Note familiari sulla Grande Guerra
Il centenario della traslazione del Milite Ignoto all’Altare della Patria, il 4 novembre 1921, mi invoglia ad alcune note di atmosfera familiare. La Grande Guerra portò in quasi ogni casa il lutto di una o più perdite. Soprattutto in quel mondo contadino, ad esempio in Sicilia, dove i contadini furono chiamati in massa alle armi e si potette sostituirli con le donne i vecchi i fanciulli. Gli operai servivano all’industria bellica. La mia famiglia fu esente perché mio nonno paterno era avanti negli anni, mio zio Carlo fu esonerato perché affetto da pleurite e mio padre, quando l’Italia entrò in guerra, aveva dieci anni.

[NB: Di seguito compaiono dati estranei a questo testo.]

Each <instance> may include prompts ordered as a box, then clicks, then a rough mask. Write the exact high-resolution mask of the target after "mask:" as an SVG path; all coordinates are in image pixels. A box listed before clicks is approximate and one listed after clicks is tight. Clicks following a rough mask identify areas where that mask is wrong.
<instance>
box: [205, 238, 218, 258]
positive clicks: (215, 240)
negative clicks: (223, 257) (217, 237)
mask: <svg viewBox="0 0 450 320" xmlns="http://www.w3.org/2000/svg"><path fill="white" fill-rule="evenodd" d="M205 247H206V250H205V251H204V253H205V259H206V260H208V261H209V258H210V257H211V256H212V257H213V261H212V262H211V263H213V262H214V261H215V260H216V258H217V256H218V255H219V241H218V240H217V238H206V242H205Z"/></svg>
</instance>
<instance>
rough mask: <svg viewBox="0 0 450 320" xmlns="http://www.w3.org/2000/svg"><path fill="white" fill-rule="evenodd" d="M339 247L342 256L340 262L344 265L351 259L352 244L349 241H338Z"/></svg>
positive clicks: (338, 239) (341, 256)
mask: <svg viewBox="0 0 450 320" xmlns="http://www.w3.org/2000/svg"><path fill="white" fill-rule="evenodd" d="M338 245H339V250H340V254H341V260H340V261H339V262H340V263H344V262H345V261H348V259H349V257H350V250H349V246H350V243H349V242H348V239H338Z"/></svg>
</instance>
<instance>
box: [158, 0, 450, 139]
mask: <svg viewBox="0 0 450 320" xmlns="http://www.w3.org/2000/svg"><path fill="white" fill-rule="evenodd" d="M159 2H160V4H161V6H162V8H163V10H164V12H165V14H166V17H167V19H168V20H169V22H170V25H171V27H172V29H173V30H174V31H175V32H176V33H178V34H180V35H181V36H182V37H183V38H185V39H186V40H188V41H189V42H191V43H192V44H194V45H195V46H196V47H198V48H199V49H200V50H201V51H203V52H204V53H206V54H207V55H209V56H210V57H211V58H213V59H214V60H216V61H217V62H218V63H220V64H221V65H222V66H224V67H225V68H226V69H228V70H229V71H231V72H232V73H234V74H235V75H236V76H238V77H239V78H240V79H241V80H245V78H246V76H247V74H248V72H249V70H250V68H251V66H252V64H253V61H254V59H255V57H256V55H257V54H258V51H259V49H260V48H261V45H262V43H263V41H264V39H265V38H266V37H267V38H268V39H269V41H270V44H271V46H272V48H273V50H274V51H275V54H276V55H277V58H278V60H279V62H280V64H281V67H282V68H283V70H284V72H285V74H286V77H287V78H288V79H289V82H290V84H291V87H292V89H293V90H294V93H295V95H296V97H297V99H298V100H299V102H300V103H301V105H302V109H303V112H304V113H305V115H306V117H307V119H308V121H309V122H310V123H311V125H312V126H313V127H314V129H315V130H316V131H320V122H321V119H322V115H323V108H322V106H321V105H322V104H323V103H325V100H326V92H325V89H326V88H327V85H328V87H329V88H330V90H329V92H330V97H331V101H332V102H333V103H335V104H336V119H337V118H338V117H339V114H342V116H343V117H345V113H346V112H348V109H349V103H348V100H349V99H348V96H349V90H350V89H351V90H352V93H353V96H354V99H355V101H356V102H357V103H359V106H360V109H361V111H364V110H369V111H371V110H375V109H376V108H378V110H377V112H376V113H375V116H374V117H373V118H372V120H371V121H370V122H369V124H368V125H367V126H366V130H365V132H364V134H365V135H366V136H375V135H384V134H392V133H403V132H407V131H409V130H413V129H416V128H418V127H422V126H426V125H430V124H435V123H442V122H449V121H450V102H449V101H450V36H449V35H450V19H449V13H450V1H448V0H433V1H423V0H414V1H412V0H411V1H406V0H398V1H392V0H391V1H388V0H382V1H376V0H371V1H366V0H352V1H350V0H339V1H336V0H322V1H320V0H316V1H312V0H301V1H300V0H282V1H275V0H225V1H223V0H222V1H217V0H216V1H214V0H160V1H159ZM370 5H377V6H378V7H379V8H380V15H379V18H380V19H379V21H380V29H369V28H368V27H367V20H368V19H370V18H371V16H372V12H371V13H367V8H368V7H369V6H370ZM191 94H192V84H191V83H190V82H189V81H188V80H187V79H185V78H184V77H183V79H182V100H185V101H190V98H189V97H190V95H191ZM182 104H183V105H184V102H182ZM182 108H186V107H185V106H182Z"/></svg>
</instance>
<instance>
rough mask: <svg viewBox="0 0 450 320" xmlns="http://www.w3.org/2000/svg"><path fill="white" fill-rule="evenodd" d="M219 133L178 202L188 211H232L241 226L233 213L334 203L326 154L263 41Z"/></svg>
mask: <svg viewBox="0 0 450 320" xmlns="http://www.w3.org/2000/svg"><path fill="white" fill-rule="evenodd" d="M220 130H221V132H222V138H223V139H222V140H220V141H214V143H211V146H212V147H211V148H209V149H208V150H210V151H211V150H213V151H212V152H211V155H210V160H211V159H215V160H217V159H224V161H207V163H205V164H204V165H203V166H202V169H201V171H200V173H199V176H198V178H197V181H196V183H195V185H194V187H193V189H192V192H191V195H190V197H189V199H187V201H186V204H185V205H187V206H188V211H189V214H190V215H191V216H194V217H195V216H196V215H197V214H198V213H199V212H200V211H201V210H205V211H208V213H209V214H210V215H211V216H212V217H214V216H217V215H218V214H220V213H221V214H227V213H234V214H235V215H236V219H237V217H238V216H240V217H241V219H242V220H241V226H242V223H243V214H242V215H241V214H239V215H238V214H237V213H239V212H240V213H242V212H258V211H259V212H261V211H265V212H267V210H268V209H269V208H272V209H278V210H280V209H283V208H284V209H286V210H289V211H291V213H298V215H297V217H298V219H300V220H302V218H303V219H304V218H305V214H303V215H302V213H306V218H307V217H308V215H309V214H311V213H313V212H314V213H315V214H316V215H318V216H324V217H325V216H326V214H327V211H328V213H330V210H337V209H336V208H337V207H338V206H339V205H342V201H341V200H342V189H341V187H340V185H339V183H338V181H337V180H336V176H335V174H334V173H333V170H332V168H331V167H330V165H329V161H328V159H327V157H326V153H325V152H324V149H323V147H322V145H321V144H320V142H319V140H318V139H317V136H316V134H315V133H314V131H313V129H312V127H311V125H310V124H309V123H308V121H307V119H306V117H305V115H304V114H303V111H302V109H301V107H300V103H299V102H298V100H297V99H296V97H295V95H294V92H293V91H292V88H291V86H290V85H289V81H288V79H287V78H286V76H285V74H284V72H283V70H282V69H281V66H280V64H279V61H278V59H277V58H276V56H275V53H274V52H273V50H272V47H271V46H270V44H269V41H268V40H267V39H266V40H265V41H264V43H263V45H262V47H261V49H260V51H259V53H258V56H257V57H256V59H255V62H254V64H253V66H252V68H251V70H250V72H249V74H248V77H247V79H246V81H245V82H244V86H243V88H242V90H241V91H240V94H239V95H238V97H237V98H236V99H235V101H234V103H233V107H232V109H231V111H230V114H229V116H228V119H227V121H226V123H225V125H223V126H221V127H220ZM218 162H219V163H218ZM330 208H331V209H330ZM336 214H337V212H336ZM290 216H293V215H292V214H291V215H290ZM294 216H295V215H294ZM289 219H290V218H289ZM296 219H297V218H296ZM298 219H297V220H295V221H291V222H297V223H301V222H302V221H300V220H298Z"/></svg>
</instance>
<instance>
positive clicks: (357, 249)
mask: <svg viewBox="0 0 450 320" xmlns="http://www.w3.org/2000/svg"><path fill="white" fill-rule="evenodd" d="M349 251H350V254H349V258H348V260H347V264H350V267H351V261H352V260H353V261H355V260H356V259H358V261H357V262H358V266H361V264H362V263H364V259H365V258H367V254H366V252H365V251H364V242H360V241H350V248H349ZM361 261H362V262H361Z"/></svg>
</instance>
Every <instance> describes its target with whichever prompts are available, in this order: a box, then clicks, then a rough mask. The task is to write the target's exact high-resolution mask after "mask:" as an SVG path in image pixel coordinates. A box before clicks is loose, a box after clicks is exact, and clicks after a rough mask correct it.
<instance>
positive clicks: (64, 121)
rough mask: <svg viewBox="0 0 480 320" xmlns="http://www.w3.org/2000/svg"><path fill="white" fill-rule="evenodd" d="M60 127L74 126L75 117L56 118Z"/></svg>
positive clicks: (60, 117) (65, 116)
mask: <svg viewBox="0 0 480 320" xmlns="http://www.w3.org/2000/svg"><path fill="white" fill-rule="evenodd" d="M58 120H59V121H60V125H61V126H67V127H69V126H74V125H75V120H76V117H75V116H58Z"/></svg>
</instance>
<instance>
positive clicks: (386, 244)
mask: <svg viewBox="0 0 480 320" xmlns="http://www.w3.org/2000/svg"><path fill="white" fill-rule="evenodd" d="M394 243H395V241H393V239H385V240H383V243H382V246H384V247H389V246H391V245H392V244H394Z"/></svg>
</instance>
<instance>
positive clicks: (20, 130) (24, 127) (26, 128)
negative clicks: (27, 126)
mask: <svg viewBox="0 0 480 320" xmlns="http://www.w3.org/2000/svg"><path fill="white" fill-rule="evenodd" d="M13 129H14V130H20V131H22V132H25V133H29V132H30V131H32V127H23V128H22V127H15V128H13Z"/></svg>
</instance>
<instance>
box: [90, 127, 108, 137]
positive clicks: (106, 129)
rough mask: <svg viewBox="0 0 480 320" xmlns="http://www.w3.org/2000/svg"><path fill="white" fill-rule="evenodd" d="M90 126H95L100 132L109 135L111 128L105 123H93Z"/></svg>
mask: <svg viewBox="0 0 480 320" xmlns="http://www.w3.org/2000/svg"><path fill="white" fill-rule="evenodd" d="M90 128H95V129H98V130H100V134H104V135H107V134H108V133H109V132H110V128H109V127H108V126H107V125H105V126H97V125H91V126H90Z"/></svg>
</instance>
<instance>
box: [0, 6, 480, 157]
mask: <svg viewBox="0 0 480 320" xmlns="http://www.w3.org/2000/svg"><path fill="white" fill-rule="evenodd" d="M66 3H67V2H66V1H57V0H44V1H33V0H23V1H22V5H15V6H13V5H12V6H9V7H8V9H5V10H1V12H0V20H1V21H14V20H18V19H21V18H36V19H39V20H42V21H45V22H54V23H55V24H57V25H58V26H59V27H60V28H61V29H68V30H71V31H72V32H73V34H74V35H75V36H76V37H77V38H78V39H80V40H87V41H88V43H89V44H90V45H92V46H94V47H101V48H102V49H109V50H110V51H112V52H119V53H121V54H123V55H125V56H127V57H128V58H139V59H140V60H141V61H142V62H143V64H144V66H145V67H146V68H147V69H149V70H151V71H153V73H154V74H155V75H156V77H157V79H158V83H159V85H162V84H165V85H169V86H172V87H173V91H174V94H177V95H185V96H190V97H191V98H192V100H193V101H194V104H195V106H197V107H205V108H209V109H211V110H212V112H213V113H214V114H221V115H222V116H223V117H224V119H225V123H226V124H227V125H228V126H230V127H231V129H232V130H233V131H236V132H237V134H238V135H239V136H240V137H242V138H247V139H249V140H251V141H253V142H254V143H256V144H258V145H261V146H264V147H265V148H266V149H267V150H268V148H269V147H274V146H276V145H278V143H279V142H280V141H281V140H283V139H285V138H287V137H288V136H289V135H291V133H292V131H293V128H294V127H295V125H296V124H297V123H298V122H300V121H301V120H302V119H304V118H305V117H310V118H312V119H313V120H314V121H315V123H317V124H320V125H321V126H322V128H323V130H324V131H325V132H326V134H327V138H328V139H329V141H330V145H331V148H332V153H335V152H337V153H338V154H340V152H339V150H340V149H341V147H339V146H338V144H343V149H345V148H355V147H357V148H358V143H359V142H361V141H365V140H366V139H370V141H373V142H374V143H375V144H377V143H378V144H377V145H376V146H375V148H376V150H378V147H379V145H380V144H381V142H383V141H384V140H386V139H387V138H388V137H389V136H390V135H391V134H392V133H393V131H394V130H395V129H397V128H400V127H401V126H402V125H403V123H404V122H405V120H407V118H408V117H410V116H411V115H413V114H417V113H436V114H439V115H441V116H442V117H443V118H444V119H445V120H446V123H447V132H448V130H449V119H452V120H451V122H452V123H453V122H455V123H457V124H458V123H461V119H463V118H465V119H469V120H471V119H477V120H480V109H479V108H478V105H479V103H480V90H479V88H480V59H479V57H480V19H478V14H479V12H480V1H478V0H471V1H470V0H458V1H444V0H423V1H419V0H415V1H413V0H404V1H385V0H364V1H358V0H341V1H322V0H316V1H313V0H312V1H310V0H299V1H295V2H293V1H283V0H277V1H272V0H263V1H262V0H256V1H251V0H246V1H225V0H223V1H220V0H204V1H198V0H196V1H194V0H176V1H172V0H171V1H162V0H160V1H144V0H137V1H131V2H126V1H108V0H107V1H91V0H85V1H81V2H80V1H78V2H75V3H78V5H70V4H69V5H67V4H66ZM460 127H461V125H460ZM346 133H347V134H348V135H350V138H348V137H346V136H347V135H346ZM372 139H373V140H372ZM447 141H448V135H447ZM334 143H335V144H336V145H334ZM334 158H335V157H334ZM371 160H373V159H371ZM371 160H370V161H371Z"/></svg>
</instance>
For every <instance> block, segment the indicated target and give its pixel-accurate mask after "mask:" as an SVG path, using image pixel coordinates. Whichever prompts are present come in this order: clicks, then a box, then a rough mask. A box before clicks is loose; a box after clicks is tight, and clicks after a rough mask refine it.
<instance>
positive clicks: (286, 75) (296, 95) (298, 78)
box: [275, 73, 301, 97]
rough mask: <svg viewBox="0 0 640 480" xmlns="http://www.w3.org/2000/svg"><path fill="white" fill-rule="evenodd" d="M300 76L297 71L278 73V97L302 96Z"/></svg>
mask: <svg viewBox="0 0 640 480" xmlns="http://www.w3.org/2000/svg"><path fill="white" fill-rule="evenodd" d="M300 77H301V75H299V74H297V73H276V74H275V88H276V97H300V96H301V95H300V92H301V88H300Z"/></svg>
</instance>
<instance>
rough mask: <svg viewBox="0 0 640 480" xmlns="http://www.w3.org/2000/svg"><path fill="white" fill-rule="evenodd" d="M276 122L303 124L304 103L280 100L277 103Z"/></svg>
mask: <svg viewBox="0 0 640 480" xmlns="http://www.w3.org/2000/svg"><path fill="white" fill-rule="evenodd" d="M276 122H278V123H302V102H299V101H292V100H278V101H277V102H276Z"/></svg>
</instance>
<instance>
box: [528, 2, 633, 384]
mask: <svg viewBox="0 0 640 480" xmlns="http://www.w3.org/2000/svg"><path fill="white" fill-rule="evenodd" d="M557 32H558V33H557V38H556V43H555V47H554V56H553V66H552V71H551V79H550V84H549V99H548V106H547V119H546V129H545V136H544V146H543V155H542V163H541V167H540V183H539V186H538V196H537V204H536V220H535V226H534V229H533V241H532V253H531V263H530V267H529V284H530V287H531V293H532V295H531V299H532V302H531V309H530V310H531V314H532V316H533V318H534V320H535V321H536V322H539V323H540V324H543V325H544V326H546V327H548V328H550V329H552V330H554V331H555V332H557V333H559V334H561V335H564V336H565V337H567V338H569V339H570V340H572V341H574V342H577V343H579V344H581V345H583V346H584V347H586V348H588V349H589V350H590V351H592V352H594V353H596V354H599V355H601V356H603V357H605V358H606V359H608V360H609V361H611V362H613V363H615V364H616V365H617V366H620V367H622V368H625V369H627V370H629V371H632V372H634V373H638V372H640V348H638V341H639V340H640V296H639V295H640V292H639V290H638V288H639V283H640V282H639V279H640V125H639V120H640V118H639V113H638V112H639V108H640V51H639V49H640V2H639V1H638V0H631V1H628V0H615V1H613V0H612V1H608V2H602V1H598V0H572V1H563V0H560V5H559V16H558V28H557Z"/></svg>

Ne conservava, però, memoria viva e la rinnovava sovente quando a tavola raccontava a me e alle mie sorelle gli accadimenti storici di cui era cultore appassionato. Un sentimento di Patria che m’è rimasto dentro, nonostante fosse il suo orizzonte di stampo monarchico e culturalmente legato al Risorgimento ove si privilegiava la figura del Cavour e si diffidava del Mazzini. Così la guerra del ’15-’18 intesa quale completamento dell’Unità nazionale e non quale insorgere di istanze rivoluzionarie, quelle che avrebbero dominato la prima metà del Novecento. Quelle di cui mi sono nutrito e che mi appartengono.
Raccontava mio padre che in cucina, dove erano soliti prendere i pasti, mio nonno aveva appesa alla parete una cartina del Regno d’Italia e dei territori in cui le nostre truppe erano impegnate – ascoltando il bollettino alla radio (ancora un bene piccolo borghese) – e a lui il compito di collocare bandierine colorate secondo l’andamento del fronte.
Fedele alla Casa Savoia – era nato a Torino, a palazzo Carignano, il padre maestro di scherma del sovrano, e ricordava d’aver visto lo scontro nel parlamento subalpino tra Cavour e Garibaldi all’atto di cessione di Nizza ai francesi, poi Firenze, negli anni di trasferimento della capitale e, infine, a Roma. Funzionario del Tesoro – investì tutti i risparmi in azioni per il contributo allo sforzo bellico e si ritrovò alla fine del conflitto orgoglioso e rovinato.
Di lui conservo una foto di un vecchio signore in una poltroncina di vimini nel giardino della nostra villetta a Riccione, unico bene che gli era rimasto e che fu il luogo della mia infanzia adolescenza e giovinezza (poco, a dire il vero, che imparai presto a girare per l’Europa). Non ho, dunque, memorie in armi, in grigioverde, ma la capacità narrante di mio padre di quelle armi e di quella divisa farne epica descrizione trarne commozione e morale.
Una nazione si forma anche facendo sì che la sua storia diventi mito testimonianza e esempio – il fante e l’ardito e il marinaio e il pilota nella fantasia di un bambino non erano poi troppo dissimili dai tigrotti di Mompracem o dal Corsaro Nero.
E, forse, lo sono tuttora. Quando a Carlo Michelstaedter, giovane filosofo goriziano (e mi sono laureato con una tesi sul suo suicidio) delle signore chiesero una poesia sulla Patria da pubblicare – e s’aspettavano dei versi traboccanti sentimenti di italianità – siamo nel 1910 e Gorizia era sotto il dominio austro-ungarico – egli rispose: ‘Non è la patria – il comodo giaciglio – per la cura e la noia e la stanchezza; – ma nel suo petto, ma pel suo periglio – chi ne voglia parlar – deve crearla’… Le trincee del Carso il monte Grappa le acque del Piave raccontano, a chi voglia ascoltare e intendere, di uomini che erano massa e divennero Popolo di un paese che volle riconoscersi in Nazione. Musica di sentimenti, avrebbe scritto Marinetti. E noi con lui in note familiari, una storia minima certo, ma che ci ha reso ostili e proscritti in un’Italia tornata ad essere paese.